Os ocidentalistas negam a existência de uma história não-ocidental. Na hora dos atentados do 11 de setembro de 2001, espalharam a fábula de que a Al Qaeda foi parida na maternidade da CIA. Diante dos atentados em Paris, limparam a cena do crime, apagando as digitais das organizações jihadistas. Os nomes da Al Qaeda no Iêmen e do Estado Islâmico não aparecem nas suas análises das carnificinas, atribuídas a pobres diabos oprimidos pelo Ocidente: "alguns radicais" (Frei Betto) ou meros "lobos solitários" (Arlene Clemesha) que não passam de "maconheiros cabeludos" (Tariq Ali).

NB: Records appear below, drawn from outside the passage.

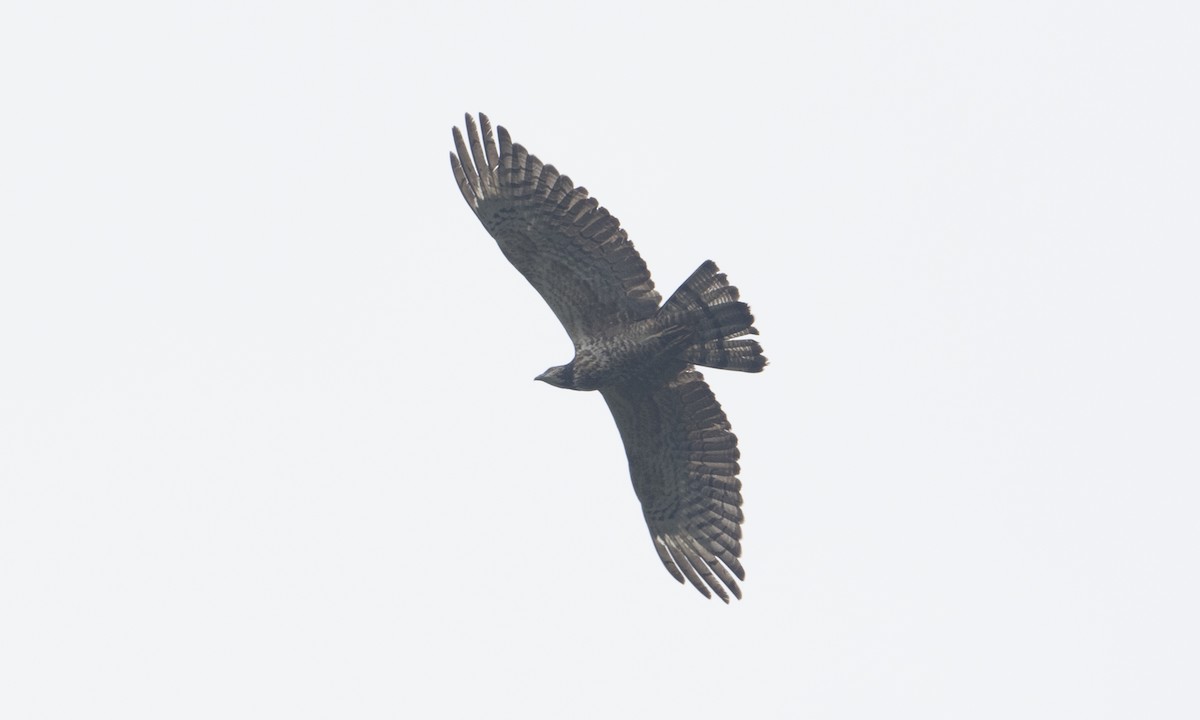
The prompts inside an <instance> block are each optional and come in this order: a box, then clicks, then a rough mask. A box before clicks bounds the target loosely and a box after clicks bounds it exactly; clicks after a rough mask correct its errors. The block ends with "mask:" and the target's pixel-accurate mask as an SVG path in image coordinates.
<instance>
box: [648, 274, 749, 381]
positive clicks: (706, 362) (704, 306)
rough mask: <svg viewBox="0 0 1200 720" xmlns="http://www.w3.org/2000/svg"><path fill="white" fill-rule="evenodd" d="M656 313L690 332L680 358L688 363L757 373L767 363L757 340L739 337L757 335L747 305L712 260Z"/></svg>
mask: <svg viewBox="0 0 1200 720" xmlns="http://www.w3.org/2000/svg"><path fill="white" fill-rule="evenodd" d="M659 314H660V316H665V317H670V318H671V319H672V320H676V322H678V323H679V324H682V325H685V326H686V328H688V329H689V330H690V331H691V334H692V338H691V344H689V346H688V348H686V349H685V350H684V360H686V361H688V362H691V364H692V365H703V366H704V367H716V368H721V370H737V371H740V372H761V371H762V368H763V367H764V366H766V365H767V359H766V358H764V356H763V354H762V346H760V344H758V341H757V340H754V338H752V337H742V336H743V335H758V330H756V329H755V326H754V316H752V314H750V306H749V305H746V304H745V302H742V301H739V300H738V289H737V288H736V287H733V286H731V284H730V281H728V278H726V277H725V274H724V272H721V271H720V269H718V266H716V263H714V262H713V260H706V262H704V264H702V265H701V266H700V268H697V269H696V271H695V272H692V274H691V277H689V278H688V280H686V281H684V283H683V284H682V286H679V289H678V290H676V292H674V294H673V295H671V298H670V299H667V301H666V302H665V304H664V305H662V308H661V310H660V311H659ZM677 318H678V319H677Z"/></svg>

Os ocidentalistas organizam sua narrativa em torno da verossimilhança e do silogismo, investindo na carência de informação histórica da opinião pública. Nas versões que difundem, a culpa pelos atentados recai sobre a guerra suja de George W. Bush (Ali), mesmo se a jihad começou antes dela, ou sobre o colonialismo francês na Argélia (Clemesha), mesmo se os jihadistas qualificam os nacionalistas argelinos como infiéis e blasfemos. A regra de ouro é descartar todos os fatos que não cabem no molde do "ocidentalismo". Uma "moral dos fins", típica de ideólogos, justifica a manipulação, a distorção e a pura mentira, que desempenham a função de "meios" incontornáveis.

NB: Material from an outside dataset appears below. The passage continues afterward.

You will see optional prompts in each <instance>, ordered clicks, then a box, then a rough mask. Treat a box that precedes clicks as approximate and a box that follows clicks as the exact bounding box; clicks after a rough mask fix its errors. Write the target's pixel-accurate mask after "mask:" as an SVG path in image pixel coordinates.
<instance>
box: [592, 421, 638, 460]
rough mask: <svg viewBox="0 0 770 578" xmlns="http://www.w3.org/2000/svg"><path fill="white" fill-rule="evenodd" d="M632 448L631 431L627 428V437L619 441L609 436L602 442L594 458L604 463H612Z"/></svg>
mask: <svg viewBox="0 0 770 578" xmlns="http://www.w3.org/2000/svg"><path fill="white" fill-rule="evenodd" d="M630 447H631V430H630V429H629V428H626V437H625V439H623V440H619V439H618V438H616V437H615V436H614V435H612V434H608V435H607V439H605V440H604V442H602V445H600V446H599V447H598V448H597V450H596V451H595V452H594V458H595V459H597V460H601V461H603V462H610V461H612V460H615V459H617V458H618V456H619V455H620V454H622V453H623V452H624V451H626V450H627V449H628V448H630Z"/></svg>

Os ocidentalistas são cultores do relativismo moral: defendem o princípio "ocidental" da liberdade de expressão para si mesmos, mas juntam suas vozes às dos fundamentalistas religiosos para acusar o Ocidente de libertinagem. No Corão, inexiste a proibição da figuração de Maomé. Amparado apenas no cânone islâmico que proíbe o culto a seres humanos, o veto não passa de uma interpretação abusiva de elites político-religiosas consagradas ao controle social. Contudo, segundo os ocidentalistas, o "Charlie Hebdo" estava "provocando os muçulmanos com blasfêmias ao profeta" (Ali), numa "atitude muito ofensiva" (Clemesha). O atentado jihadista deve, portanto, ser entendido como "uma resposta a algo que ofendia milhares de fiéis muçulmanos" (Frei Betto). Na versão deles, os terroristas fizeram justiça, reagindo à inação dos governos ocidentais acumpliciados com os detratores do Islã.
Os ocidentalistas não se preocupam com a consistência argumentativa. Eles dizem que os terroristas alvejaram o "Charlie Hebdo" como reação às charges do profeta, mas calam sobre o ato de terror complementar, no mercado kosher. Depois dos cartunistas, os jihadistas foram atrás dos judeus, comprovando que não lhes interessa o que você faz, mas o que você é. Entretanto, o "ocidentalismo" nunca distingue motivos de pretextos, inspirando-se nos editoriais de jornais governistas controlados por Estados autoritários para persistir nas invectivas contra os cartunistas.
Os ocidentalistas são parasitas intelectuais das correntes minoritárias de intolerância, xenofobia e islamofobia do Ocidente. O primeiro-ministro Manuel Valls declarou que "a França está em guerra contra o terrorismo e o jihadismo, não contra o Islã e os muçulmanos". Angela Merkel disse que "o Islã é parte da Alemanha". A sorte do "ocidentalismo" é que existem Marine Le Pen e o Pegida.